A journey to the hidden side of Barcelona
Carlos Zanón portrays the other side of Barcelona in the novel 'Lost Objects'
'Lost and Found'
- Carlos Zanón
- Salamander
- 272 pages / 22 euros
Beneath the institutional banners that proclaim how beautiful Barcelona is—or was—another city breathes… with difficulty. Behind the shop windows of the luxury boutiques on Passeig de Gràcia, many other establishments, without queues of customers or security guards at their doors, struggle to survive. Beyond the Michelin-starred restaurants, frequented by Mobile World Congress professionals and tourists who can afford it, it's also possible to eat decently in pizzerias like Frankie Gallo Cha Cha in the Raval neighborhood.
Carlos Zanón (Barcelona, 1966) explores, in his most recent novel, Lost and Found (Salamandra), settings that are dear to him: those of the other side of the moon of a Barcelona that is often unseen—or unwilling to be seen—but which shines just as brightly, if not brighter, than the other: humanity and misery intertwine. A hidden face made up of barbershops where a haircut costs ten euros, and a fake passport, what could possibly cost, 4,500?; of nightclubs filled with cake, smoke, and a seedy side, like Donna Summer; of hotels with a few stars, but a slightly melancholic feel, like the Excalibur, where guests seem like ghosts of themselves as they lick the wounds of past lives.
Whether these last two names are real or not, surely very similar dens exist beneath the skin of the official, artificial city. And what can we say about the lost characters who swarm about? In a big city, who hasn't felt lost, at some point, or perhaps always, even without realizing it?
Álex, Inés, and Lola K. are, in that order, the lost protagonist and two of the equally lost supporting stars whom Zanón follows around Barcelona, in a story with a melody of existential wheel. A story illuminated by the lighting of a Jules Dassin film and with pages that deserve Jackie Gleason's music: an impossible but exhilarating combination.
Pact with Conscience
Alex is a lawyer going through a deep personal crisis and living in a hotel. no man's land Par excellence, while deciding—or not—what to do with his life, and while making a pact with his conscience for each of his actions (Zanón calls the Jiminy Cricket that accompanies him 24 hours a day "Fat Kid" in one of the text's many successes). Inés, one of the many women who have arrived in Catalonia from Latin America in recent years, works at the Donna Summer bar serving drinks, scaring womanizers, taking care of a daughter, fleeing a violent husband, and paying off an impossible debt to the old owner, a certain Señor Paco, who has no more vices to accumulate. And Lola K, who is the pole of attraction, downfall, and redemption for Álex. The woman is a successful painter and the failed wife of an even more failed representative of the Catalan bourgeoisie who has lost all his money, his dignity, and much more that he will lose.

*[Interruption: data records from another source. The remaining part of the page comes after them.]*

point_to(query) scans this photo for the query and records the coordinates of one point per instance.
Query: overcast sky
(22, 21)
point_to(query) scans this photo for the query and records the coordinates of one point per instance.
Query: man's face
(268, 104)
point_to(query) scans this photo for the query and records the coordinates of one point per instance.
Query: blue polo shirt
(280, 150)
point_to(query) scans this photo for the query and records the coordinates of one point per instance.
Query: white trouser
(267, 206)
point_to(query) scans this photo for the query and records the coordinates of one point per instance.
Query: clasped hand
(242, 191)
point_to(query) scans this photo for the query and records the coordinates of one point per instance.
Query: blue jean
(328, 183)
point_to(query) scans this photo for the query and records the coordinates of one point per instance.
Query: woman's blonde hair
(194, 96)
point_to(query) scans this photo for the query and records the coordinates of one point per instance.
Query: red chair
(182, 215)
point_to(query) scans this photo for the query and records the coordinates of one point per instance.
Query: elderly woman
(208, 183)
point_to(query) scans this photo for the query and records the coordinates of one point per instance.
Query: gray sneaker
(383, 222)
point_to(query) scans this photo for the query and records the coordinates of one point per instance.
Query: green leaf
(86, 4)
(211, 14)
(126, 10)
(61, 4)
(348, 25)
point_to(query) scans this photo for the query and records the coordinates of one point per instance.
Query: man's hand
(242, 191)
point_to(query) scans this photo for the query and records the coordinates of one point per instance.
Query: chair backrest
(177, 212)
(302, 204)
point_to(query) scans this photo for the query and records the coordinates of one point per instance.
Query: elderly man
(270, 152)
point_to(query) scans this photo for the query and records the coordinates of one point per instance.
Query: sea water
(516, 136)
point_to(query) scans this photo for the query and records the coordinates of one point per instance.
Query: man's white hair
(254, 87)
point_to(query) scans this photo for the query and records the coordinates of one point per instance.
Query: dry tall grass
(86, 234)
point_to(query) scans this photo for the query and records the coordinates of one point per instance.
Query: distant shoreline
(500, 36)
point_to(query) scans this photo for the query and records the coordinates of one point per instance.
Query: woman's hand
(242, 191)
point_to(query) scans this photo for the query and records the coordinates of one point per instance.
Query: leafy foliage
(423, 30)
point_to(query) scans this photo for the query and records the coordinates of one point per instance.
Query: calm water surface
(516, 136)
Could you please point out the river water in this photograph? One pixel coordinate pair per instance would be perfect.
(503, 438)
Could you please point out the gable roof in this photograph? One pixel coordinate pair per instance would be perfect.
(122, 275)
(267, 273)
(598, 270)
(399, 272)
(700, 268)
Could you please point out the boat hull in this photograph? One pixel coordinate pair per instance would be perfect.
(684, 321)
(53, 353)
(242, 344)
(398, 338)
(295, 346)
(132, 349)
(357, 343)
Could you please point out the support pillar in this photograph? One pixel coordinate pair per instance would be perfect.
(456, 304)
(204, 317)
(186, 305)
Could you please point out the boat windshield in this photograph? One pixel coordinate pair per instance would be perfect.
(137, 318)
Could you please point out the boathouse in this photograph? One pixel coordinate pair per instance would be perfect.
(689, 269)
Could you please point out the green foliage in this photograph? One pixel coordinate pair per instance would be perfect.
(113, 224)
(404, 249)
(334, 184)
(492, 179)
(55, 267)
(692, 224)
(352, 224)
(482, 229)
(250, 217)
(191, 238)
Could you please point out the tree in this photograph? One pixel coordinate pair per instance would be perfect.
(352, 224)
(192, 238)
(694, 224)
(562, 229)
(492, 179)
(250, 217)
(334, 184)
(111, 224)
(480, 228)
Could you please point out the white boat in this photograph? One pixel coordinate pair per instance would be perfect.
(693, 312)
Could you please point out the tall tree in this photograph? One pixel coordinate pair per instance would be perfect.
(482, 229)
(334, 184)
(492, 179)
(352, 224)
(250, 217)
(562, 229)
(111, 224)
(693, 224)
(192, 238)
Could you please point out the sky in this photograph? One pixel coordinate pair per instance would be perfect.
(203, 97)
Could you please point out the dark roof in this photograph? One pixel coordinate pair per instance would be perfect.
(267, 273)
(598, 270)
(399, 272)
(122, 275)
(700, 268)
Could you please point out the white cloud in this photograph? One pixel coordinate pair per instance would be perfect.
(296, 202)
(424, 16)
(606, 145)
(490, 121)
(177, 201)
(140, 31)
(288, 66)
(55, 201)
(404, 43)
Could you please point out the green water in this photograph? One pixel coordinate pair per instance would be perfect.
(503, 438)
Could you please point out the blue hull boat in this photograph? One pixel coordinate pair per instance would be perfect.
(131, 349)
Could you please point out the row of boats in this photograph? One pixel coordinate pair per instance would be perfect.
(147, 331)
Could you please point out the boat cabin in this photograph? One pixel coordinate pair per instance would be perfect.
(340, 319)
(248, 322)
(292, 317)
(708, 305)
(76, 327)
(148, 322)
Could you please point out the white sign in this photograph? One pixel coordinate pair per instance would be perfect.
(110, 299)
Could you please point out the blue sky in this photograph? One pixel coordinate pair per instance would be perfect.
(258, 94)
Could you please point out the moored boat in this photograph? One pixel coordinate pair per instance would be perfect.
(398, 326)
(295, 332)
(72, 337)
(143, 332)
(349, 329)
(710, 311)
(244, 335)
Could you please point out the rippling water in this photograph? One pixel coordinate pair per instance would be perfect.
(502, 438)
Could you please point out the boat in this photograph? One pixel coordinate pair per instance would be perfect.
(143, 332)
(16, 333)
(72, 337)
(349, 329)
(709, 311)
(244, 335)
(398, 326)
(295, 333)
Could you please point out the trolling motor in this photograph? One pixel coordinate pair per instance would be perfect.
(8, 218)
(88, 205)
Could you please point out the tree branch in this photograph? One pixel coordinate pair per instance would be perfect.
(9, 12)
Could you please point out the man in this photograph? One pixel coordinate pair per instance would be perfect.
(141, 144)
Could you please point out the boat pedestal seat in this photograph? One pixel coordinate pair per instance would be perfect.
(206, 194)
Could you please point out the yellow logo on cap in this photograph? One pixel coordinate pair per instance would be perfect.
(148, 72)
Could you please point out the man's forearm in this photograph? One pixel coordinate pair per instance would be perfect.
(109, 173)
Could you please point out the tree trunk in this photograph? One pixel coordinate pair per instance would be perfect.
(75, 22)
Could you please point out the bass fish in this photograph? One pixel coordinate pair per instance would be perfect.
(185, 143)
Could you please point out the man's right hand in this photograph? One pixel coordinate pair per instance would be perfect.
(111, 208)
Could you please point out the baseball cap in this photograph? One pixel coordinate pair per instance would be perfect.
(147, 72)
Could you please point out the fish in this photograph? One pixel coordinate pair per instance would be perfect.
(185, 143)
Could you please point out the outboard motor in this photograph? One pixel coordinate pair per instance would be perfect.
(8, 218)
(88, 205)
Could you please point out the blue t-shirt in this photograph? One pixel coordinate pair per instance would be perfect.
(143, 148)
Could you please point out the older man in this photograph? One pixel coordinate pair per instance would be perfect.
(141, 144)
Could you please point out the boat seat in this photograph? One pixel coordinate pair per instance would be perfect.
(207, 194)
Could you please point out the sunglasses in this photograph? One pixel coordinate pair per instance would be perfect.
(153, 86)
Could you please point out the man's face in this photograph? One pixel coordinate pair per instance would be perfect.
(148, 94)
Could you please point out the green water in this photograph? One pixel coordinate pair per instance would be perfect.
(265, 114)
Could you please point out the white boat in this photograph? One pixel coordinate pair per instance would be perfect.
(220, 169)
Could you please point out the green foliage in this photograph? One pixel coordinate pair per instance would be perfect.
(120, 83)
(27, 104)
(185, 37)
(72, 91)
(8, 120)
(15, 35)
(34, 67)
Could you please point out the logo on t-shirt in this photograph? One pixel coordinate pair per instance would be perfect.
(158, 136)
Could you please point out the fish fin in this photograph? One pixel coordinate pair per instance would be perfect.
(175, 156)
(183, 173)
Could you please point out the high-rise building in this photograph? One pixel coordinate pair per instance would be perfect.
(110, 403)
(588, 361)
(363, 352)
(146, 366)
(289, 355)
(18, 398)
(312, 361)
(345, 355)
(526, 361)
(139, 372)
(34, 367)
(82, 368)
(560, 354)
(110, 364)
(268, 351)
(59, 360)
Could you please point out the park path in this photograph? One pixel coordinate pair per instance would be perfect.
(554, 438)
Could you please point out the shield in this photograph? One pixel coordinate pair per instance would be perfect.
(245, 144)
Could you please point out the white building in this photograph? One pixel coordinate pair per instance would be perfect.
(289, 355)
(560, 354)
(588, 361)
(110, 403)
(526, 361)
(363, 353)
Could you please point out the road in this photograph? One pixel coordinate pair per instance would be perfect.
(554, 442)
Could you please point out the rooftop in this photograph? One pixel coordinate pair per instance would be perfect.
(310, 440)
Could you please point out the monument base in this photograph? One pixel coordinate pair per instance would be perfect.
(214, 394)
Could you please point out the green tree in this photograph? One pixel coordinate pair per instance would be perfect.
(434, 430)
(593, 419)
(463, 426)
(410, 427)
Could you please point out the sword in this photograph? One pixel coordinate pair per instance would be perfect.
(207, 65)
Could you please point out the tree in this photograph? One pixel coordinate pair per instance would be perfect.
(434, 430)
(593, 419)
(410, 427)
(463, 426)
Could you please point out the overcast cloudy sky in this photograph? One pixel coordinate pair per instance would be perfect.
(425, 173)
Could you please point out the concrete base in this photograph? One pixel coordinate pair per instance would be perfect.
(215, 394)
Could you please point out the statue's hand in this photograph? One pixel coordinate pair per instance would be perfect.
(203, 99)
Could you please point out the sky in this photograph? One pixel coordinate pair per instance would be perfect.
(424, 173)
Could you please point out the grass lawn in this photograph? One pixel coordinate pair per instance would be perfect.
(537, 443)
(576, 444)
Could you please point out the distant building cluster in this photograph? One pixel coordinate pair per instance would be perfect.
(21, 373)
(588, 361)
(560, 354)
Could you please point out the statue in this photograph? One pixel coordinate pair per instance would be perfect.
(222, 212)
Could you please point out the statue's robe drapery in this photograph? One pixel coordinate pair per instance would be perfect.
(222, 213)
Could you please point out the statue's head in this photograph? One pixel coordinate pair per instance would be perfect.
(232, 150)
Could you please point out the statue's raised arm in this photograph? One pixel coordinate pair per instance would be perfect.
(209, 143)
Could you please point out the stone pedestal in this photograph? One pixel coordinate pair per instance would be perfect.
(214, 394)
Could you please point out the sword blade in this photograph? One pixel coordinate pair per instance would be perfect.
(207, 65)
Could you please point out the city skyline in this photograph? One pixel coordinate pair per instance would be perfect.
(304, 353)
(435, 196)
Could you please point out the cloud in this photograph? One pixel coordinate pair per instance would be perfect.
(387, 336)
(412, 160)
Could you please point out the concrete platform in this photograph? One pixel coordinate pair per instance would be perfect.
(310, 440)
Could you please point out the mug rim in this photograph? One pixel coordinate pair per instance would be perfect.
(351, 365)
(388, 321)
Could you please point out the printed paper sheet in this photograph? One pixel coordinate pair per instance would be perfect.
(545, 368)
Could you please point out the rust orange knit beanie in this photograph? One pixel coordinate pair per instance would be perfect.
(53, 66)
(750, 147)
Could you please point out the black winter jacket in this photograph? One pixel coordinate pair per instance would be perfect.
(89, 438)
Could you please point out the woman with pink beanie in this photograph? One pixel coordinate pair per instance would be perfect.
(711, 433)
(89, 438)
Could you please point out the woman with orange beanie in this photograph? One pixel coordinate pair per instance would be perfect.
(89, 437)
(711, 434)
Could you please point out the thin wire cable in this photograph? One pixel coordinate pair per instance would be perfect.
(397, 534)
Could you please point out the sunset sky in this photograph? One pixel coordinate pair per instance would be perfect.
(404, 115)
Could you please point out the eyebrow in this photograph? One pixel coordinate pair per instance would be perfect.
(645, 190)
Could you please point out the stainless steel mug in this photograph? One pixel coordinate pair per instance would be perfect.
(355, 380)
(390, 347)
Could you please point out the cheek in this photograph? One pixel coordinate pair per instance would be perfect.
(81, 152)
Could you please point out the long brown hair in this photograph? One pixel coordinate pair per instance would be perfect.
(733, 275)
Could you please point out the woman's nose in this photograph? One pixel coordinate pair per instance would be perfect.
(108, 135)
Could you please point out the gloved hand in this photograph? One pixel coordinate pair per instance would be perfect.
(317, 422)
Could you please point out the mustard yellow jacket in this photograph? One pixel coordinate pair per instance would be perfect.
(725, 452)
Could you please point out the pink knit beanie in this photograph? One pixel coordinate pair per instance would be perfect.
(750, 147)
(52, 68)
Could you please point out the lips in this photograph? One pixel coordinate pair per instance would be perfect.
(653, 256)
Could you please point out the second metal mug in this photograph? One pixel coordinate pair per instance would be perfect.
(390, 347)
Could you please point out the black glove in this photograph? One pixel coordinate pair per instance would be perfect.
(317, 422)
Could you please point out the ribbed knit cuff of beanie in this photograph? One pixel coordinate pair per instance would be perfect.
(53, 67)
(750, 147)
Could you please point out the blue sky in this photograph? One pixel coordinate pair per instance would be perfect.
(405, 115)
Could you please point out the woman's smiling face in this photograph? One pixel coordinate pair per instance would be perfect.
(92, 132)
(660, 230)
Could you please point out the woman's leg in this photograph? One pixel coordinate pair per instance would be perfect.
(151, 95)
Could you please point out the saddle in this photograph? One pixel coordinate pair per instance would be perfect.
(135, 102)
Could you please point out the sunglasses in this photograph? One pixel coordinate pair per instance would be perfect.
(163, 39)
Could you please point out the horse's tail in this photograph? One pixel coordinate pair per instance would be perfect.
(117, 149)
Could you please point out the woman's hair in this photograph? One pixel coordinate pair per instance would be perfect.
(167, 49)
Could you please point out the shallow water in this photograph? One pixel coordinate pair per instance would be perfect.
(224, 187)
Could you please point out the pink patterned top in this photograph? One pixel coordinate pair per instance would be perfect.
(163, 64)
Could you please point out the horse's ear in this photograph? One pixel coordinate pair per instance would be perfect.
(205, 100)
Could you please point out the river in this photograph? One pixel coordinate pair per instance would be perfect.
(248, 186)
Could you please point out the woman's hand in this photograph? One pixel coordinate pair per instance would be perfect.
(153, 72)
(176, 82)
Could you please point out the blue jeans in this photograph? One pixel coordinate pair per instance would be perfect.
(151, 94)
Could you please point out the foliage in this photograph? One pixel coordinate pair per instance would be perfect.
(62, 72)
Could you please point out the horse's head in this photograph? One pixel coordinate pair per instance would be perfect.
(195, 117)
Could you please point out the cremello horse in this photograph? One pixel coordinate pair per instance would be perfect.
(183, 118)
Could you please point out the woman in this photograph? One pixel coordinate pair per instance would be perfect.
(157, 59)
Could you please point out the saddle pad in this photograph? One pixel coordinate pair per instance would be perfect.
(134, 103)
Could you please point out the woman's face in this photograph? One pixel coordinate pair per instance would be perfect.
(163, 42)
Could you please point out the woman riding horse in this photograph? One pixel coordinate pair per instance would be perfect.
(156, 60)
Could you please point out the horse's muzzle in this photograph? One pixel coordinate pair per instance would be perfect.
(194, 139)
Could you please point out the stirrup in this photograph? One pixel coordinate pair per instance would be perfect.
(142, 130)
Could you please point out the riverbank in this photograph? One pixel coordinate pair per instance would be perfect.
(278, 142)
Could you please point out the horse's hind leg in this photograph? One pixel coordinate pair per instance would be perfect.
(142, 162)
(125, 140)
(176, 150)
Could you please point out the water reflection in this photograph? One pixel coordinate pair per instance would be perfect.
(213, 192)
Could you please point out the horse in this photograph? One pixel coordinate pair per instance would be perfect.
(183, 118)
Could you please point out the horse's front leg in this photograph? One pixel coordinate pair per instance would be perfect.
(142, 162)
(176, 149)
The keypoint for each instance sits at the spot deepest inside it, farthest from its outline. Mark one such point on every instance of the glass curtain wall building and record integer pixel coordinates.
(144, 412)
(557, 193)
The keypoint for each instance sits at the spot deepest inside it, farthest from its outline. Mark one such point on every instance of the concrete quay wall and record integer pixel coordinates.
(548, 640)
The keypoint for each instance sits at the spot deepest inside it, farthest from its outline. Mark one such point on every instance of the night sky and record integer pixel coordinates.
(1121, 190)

In one noir which it neither is, nor wants to be; what matters least is the corpse that, to put it simply, sets the action in motion, which has also been lost. A supposed corpse that is taken from the case about the disappearance of an English rugby player in Barcelona, in November 2022, a few days after another rugby player, in this case Australian, He was killed in an accident at the Apollo Theater.Mr. Paco sees an opportunity to make more money when the Englishman's family sends a detective to Barcelona to find clues about what happened to the boy. Alex gets involved because the old guy from Donna Summer asks him to traffic drugs and offers him information and a passport. But, in short, the rugby players are just a couple of MacGuffins. Hitchcockians to which no attention needs to be paid.
The novel is also related stylistically to Taxi, with Love songIt also contains nods to Juliette Binoche (Zanón's muse?), as it already did in his Carvalho.In other words, the regular reader of his work will recognize it. But the most attentive reader will appreciate the great paradox it raises Lost and Found What it is: a literary sleight of hand in which the disappearance of everything lost by its lost characters—ultimately, their identity—serves to reveal the reality of a city in which they are irrevocably lost, and which also loses us, perhaps like any great metropolis of the 21st century. In Carlos Zanón's Barcelona, survival is harder and more dramatic than crime; living is a daily trial by fire. And chapter 31 of the novel is a small gem that, unfortunately, only postpones the tragedy: because love or desire are little more than deceptions that allow us to survive a little longer.